The bigger your plate, the bigger your meal, Brown reminds us. How so? While smaller plates make food servings appear significantly larger, larger plates make food appear smaller—which can lead to overeating. In one study, campers who were given larger bowls served themselves and consumed 16 percent more cereal than those given smaller bowls. Swapping dinner for salad plates will help you eat more reasonable portions, which can help the pounds fly off your frame!

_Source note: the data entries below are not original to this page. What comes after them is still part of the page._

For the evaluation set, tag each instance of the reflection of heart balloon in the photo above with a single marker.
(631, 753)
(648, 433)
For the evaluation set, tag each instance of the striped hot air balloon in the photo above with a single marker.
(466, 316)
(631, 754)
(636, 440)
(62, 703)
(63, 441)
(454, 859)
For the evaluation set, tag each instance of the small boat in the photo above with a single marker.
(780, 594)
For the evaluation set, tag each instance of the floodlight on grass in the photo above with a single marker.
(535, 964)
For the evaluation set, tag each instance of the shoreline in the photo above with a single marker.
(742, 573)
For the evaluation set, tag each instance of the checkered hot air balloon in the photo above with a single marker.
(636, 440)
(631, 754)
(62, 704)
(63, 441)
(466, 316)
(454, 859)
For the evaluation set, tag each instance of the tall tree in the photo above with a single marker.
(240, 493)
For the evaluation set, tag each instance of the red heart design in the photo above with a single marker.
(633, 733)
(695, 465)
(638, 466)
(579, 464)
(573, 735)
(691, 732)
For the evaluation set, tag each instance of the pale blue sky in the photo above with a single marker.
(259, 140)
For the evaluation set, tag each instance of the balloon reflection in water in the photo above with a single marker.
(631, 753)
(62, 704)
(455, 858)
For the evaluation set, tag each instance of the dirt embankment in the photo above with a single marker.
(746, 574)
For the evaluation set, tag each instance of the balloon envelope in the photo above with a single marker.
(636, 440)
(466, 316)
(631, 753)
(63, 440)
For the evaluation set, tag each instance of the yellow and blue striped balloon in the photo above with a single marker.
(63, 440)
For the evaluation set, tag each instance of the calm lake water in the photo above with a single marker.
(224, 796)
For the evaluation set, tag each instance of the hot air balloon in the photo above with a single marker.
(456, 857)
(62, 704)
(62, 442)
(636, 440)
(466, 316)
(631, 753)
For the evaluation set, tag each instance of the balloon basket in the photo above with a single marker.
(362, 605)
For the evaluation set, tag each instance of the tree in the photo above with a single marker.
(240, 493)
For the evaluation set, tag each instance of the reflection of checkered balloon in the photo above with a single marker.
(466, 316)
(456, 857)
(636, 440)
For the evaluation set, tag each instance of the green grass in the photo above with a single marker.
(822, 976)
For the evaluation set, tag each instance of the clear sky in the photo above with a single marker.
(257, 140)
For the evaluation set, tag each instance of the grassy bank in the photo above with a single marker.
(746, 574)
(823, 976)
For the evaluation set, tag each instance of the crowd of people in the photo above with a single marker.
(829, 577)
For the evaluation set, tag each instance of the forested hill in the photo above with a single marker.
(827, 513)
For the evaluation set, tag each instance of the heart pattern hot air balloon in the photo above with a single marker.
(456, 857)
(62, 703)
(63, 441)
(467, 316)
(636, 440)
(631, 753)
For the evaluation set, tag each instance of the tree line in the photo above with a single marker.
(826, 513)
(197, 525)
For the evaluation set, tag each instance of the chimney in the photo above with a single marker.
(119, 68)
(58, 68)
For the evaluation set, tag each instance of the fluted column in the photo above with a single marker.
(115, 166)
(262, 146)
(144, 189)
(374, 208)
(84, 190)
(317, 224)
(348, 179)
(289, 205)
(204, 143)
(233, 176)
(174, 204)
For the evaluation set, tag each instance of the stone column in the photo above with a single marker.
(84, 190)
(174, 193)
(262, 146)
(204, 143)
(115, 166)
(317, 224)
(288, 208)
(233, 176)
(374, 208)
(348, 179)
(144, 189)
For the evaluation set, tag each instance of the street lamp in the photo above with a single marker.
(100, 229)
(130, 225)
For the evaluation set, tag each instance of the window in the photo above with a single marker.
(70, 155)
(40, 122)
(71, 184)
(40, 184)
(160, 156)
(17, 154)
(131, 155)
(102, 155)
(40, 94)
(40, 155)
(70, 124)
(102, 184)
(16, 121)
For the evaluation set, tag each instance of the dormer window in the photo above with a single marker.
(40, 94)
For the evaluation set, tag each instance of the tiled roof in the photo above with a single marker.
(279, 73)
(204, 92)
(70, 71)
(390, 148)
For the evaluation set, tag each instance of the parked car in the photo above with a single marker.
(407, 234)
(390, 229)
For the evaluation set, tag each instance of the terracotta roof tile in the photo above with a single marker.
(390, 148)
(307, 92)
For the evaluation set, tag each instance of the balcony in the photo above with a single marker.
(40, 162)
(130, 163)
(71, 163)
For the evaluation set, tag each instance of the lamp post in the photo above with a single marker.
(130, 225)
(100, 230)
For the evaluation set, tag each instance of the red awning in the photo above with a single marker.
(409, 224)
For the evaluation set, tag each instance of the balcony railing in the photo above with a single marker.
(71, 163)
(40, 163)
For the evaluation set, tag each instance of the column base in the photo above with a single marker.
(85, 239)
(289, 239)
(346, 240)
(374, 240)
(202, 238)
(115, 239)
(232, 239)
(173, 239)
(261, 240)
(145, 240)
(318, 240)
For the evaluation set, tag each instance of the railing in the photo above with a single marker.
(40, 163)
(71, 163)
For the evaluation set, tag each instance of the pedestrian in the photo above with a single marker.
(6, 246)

To kick even more calories to the curb, use small red plates. Although the vibrant hue may not match your dining room decor, the color can help you eat less, according to a study published in the journal Appetite. Researchers suggest that the color red reduces the amount we’re likely to eat by subtly instructing the mind to stop noshing.
impossible to lose weight after 40
Chances are you haven’t heard of lignans, but the plant compounds found in sesame and flax seeds been shown to play a crucial role in helping you stay slim and keep weight off. In a 2015 study, women who consumed high levels of lignans tended to weigh less and gain less weight over time when compared to women who didn’t consume these compounds in high amounts.
“Anytime you’re stressed, you probably go for food,” Dr. Seltzer says. (Have we met?!) That’s because cortisol, the stress hormone, stokes your appetite for sugary, fatty foods. No wonder it’s associated with higher body weight, according to a 2007 Obesity study that quantified chronic stress exposure by looking at cortisol concentrations in more than 2,000 adults’ hair.